Im as anti-"AI" as the next person, but I think its important to keep in mind the larger strategic picture of "AI" w.r.t. #search when it comes to #DuckDuckGo - both have the problem of inaccurate information, mining the commons, etc. But Google's use of LLMs in search is specifically a bid to cut the rest of the internet out of information retrieval and treat it merely as a source of training data - replacing traditional search with #LLM search. That includes a whole ecosystem of surveillance and enclosure of information systems including assistants, chrome, android, google drive/docs/et al, and other vectors.
DuckDuckGo simply doesnt have the same market position to do that, and their system is set up as just an allegedly privacy preserving proxy. So while I think more new search engines are good and healthy, and LLM search is bad and doesnt work, I think we should keep the bigger picture in mind to avoid being reactionary, and I dont think the mere presence of LLM search is a good reason to stop using it.
Seeing people praise #copilot for finally getting rid of hallucinations through simple RAG techniques of checking for reality in eg. citations.
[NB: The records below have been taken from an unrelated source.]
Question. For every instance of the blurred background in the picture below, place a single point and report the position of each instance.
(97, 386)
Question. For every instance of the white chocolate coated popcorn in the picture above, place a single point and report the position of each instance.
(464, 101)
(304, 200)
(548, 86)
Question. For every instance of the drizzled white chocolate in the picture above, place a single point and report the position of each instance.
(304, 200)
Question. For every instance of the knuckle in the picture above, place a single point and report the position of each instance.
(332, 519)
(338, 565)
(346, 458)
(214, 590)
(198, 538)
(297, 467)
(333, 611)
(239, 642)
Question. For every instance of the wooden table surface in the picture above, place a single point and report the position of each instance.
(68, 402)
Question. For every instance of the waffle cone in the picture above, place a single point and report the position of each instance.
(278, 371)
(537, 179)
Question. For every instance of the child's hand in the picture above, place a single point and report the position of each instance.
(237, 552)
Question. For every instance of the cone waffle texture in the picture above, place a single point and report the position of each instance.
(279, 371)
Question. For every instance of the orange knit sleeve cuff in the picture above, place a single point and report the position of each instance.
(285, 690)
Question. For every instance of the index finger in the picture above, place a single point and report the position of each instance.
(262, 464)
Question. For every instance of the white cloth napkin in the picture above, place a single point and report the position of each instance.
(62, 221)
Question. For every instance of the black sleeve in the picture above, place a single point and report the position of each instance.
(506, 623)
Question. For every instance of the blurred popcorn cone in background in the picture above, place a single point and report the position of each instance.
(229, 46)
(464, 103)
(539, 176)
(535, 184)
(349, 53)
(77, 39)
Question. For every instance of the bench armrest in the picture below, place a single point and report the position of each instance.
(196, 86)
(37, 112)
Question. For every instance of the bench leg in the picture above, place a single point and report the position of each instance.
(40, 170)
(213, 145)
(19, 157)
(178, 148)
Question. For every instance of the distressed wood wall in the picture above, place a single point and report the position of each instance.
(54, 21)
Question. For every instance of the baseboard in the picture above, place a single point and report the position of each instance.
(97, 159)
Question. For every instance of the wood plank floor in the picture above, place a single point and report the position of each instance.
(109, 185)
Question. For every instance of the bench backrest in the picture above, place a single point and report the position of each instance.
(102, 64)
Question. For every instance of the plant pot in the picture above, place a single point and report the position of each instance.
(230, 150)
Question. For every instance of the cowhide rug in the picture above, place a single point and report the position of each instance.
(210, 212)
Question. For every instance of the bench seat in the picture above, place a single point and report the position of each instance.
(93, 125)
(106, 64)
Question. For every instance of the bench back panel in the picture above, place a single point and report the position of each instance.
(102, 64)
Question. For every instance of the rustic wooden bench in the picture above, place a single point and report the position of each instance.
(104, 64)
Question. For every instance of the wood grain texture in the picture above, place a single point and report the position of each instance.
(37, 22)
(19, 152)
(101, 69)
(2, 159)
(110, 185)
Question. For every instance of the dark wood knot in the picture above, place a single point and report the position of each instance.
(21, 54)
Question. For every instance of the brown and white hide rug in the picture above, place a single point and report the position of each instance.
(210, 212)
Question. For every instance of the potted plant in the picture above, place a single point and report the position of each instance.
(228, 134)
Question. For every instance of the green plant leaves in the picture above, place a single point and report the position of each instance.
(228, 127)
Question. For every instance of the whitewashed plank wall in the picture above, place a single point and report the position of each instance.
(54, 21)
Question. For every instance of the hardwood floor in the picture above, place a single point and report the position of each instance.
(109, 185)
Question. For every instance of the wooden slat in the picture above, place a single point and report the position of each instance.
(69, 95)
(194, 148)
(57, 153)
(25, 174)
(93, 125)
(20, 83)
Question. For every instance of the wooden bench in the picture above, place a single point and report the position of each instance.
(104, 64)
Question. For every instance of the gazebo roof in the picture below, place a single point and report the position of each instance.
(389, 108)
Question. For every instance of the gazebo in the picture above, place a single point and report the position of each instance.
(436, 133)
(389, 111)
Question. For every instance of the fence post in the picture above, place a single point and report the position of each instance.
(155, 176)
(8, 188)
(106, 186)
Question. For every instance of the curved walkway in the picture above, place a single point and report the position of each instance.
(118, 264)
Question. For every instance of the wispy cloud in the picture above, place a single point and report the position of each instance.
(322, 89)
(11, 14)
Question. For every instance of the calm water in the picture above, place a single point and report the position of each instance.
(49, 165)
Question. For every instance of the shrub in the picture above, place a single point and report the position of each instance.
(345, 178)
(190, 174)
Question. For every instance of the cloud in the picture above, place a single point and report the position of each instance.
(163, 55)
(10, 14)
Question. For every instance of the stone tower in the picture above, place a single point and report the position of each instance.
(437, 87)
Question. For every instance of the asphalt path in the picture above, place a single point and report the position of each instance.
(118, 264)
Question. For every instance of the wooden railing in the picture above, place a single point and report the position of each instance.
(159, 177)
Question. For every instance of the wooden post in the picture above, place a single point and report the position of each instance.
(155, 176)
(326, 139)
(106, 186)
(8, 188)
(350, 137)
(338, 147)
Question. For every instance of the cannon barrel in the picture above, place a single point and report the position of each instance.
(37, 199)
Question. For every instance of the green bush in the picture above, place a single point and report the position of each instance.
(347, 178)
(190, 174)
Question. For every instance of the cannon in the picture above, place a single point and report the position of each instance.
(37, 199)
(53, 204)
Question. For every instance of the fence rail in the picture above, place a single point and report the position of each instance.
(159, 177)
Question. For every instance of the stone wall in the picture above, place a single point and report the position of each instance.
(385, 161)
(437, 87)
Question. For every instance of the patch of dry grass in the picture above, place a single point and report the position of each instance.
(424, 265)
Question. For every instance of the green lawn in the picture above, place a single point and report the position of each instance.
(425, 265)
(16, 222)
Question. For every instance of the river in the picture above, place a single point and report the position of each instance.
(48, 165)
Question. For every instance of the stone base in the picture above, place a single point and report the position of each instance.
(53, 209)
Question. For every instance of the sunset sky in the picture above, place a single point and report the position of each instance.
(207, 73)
This moment where a lot of the trivial claims against #LLMs stopped being true, but the deeper harms of surveillance and information monopoly remained was inevitable and the chief danger of dismissing it as "fancy autocomplete." That is why I wrote this almost a year ago, as a warning of what comes next and what we can do about it: https://jon-e.net/surveillance-graphs/ #SurveillanceGraphs
Molly White is right as usual: "We’ve already tried out having a tech industry led by a bunch of techno-utopianists and those who think they can reduce everything to markets and equations. Let’s try something new, and not just give new names to the old."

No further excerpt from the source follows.